My opportunities to say She’hekey’anu have recently grown exponentially. We get to say this special prayer when we do something for the very first time, or something we haven’t done in quite a long time. I am experiencing a lot of firsts this year. This first week of school was filled with first successes. Firsts are great! They are exciting and full of promise and I look forward to the many firsts that will be a significant part of my 2016-2017 school year.
Yet personally, this is also a year of lasts for me. My last child has just entered his last year at HDS. On Monday, when I was experiencing my first day of school as Head of School, he was experiencing his last first day of school at HDS. One or more of my boys has been a student at HDS since 2006, and at the ECC since 2000. Lasts are exciting too. He is excited to finally be a fifth grader and participate in all of the special things our oldest students get to do. He has been waiting; it is finally his turn. For me, it is bittersweet. My baby is growing up. Here, he is now the big kid (a space he NEVER occupies at home). Here in a place I deeply love, and at a time so very meaningful to me. Here and now. This moment.

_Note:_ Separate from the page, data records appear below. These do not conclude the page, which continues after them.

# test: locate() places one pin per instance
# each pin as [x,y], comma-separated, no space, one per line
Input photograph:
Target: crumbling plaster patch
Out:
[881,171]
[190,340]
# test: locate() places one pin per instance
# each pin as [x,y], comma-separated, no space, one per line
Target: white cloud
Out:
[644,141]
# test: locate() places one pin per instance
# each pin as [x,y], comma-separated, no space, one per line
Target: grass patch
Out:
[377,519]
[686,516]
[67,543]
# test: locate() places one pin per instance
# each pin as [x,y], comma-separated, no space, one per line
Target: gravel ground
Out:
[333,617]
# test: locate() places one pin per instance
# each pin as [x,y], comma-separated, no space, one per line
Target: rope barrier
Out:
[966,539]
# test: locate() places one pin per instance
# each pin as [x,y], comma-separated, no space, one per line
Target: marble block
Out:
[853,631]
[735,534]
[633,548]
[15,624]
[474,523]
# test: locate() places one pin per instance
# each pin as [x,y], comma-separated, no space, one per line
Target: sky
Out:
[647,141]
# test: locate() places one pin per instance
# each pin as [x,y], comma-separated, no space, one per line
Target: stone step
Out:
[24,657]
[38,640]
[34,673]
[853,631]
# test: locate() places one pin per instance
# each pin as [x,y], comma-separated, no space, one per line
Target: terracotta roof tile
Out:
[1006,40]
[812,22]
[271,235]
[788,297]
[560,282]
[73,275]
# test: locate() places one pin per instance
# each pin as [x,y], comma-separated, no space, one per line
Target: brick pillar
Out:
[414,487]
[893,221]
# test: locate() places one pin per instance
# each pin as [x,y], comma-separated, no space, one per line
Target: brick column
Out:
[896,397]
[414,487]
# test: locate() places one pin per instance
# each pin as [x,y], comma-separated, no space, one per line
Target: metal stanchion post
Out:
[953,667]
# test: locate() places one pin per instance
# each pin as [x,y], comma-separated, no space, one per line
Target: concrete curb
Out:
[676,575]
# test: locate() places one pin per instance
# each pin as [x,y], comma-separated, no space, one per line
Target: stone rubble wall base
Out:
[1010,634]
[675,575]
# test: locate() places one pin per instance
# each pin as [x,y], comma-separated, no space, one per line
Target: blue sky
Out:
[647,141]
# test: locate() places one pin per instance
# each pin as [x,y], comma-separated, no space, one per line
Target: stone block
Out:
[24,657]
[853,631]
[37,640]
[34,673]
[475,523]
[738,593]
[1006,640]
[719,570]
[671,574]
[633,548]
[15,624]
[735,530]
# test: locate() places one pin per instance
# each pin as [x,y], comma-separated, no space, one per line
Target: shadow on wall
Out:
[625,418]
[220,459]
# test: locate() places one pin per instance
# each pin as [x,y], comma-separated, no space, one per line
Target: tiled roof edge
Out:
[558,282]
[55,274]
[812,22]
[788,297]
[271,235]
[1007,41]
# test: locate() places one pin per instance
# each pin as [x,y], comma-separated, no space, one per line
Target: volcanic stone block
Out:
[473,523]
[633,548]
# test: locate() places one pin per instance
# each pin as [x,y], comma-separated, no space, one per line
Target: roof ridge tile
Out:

So as I reflect on firsts and lasts, I am struck by the passage of time and my strong need to notice it, to mark it and to appreciate it. In his book The Sabbath, Abraham Joshua Heschel says, “Judaism is a religion of time aiming at the sanctification of time….Every hour is unique and the only one given at the moment, exclusive and endlessly precious. Judaism teaches us to be attached to the holiness in time, to be attached to sacred events, to learn how to consecrate sanctuaries that emerge for the magnificent stream of the year.”
There is something incredibly beautiful, even holy or sacred, about the timing of my firsts and Levi’s lasts. It IS “endlessly precious” and I look forward to what promises to be “the magnificent stream of the year.” Whether this year marks a first or a last, or something in between, I wish you the clarity to appreciate it and to mark it. Make it holy.